A case of sinonasal adamantinoma-like EFT with complex epithelial differentiation was established and genetically confirmed in this study. We consider that the cases reported by Weinreb et al., Kikuchi et al., and Fuji et al., together with the presently described case, are within the common spectrum of EFT with complex epithelial differentiation. The histological features suggest that the adamantinoma-like and complex epithelial subtypes are within a common tumor spectrum.

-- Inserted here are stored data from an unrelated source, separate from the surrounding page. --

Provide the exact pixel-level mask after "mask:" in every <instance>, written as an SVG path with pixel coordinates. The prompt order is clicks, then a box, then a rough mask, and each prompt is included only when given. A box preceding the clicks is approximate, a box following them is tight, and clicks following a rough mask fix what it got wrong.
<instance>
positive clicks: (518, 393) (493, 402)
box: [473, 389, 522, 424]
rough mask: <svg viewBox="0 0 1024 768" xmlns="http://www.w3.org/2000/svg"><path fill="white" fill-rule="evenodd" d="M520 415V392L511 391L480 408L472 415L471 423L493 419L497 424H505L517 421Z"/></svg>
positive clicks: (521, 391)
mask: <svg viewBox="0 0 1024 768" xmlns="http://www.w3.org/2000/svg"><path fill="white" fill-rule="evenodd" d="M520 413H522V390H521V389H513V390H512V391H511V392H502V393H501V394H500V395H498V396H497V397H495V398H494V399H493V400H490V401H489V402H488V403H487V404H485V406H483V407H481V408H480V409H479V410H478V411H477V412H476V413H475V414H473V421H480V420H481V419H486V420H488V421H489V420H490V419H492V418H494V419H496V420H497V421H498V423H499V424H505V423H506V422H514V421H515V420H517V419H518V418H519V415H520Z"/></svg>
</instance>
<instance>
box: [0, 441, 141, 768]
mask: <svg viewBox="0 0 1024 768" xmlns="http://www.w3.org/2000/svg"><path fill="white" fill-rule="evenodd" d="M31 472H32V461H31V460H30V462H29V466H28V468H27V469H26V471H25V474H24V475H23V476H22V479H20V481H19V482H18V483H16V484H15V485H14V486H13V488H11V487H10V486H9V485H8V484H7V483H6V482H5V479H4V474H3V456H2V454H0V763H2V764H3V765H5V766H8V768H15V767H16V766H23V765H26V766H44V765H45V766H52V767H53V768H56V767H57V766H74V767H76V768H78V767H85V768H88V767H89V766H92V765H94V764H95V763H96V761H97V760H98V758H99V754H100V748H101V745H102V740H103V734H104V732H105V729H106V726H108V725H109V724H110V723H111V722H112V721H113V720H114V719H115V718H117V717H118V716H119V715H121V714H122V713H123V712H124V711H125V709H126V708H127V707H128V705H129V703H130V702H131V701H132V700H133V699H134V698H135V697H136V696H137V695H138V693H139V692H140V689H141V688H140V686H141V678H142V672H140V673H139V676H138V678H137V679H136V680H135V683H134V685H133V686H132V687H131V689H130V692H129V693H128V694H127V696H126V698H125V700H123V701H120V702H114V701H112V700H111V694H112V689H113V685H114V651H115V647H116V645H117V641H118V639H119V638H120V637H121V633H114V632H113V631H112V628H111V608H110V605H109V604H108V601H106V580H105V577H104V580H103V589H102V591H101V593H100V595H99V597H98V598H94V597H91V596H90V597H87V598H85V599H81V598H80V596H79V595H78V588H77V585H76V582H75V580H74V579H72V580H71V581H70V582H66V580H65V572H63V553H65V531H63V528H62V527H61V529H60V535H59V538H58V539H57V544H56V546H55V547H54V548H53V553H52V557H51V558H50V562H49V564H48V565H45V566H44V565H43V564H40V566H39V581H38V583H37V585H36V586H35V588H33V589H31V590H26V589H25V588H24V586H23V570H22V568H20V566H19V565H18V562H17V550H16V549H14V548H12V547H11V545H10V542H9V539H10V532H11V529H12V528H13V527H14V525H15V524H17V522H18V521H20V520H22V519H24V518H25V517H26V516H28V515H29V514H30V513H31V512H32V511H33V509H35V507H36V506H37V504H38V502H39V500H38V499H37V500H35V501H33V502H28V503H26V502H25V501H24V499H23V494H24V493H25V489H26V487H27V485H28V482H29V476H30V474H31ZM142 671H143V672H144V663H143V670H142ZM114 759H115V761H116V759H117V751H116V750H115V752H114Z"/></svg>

Precise tumor classification is crucial for establishing prognosis and guiding appropriate therapeutic strategies. Diffuse p40/p63 immunostaining in combination with synaptophysin positivity should prompt suspicion of adamantinoma-like EFT. Further inclusion of CD99 in undifferentiated SBRCTs of the head and neck can help circumvent all the above pitfalls. CD99 immunoreactivity should prompt consideration for molecular studies, including the analysis of both EWSR1 and FLI-1 even in the presence of strong cytokeratin expression or focal keratinization. This will help identify cytokeratin-positive EFTs with a very aggressive behavior and precisely classify them as adamantinoma-like EFTs [19].

Data Availability

The data used to support the findings of this study are available from the corresponding author upon request.

Disclosure

The funding was derived from self sufficient resources.

Conflicts of Interest

The authors declare that there are no conflicts of interest regarding the publication of this paper.